Current medical news from today, including: The “Food Pyramid” gets replaced by the “Food Plate,” a shortage of certain drugs is making some hospitals nervous, and doctors reconsider Niaspan.

Current medical news and unique business news for anyone who cares about the healthcare industry.

The new Food Plate: The Obama administration is set to send into retirement the Food Pyramid — a symbol that was supposed to serve as a guide for healthy eating. In its place officials are dishing up a simple, plate-shaped symbol, sliced into wedges for the basic food groups and half-filled with fruits and vegetables. The new design is expected to be unveiled Thursday.
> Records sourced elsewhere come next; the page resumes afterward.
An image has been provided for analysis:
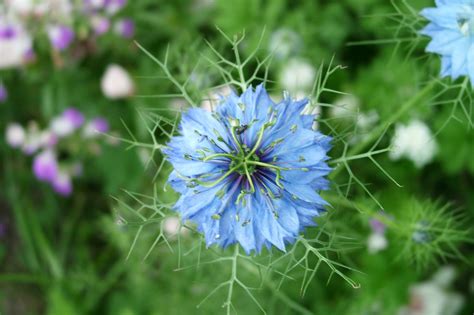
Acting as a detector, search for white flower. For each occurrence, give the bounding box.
[399,267,464,315]
[50,116,76,137]
[5,123,26,148]
[163,217,189,236]
[7,0,35,15]
[0,24,32,69]
[101,64,135,99]
[268,28,302,59]
[280,59,316,94]
[367,233,388,254]
[201,85,232,111]
[389,120,437,168]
The plate could be a welcome change from 2005’s MyPyramid, which required going online and playing with a website, and was unteachable in clinic settings.
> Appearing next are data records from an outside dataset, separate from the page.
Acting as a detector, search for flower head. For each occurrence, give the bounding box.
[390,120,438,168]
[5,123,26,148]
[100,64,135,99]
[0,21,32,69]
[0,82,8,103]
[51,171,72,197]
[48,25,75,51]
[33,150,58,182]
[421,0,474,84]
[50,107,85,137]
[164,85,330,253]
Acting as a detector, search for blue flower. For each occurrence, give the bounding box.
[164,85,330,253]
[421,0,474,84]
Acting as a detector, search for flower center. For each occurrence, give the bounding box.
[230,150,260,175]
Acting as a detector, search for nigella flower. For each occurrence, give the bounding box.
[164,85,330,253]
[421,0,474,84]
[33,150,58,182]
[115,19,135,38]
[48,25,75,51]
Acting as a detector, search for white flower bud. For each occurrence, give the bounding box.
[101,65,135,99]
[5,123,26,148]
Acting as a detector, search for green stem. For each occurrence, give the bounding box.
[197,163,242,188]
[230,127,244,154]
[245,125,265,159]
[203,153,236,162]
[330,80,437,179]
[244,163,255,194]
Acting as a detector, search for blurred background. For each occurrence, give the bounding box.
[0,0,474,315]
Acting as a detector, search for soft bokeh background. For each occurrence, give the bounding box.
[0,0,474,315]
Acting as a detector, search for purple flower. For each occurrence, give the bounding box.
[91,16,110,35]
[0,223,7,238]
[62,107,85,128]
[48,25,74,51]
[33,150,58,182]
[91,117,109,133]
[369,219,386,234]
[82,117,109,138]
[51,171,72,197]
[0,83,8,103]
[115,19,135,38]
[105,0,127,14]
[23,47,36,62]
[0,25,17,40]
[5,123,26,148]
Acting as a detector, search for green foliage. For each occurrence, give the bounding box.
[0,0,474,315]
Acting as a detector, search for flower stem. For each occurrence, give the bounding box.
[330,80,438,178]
Drug shortages: A growing shortage of medications for a host of illnesses — from cancer to cystic fibrosis to cardiac arrest — has hospitals scrambling for substitutes to avoid patient harm, and sometimes even delaying treatment.

Second thoughts: Doctors are thinking twice about prescribing Niaspan, an Abbott Labs drug used to raise levels of good cholesterol. A recent study showed the drug failed to prevent heart attacks and slightly raised the risk of a stroke when combined with a popular generic cholesterol pill.

Don’t smoke ’em if you got ’em: Tobacco will kill nearly six million people this year, including 600,000 non-smokers, because governments are not doing enough to persuade people to quit or protect others from second-hand smoke, according to the World Health Organization.

Trouble for T-Paw? Republican presidential candidate Tim Pawlenty says he’d back a controversial House GOP plan that would replace Medicare with a private voucher system. That might help in Republican primaries, but could cost Pawlenty later on, as voters haven’t seemed too keen on the plan.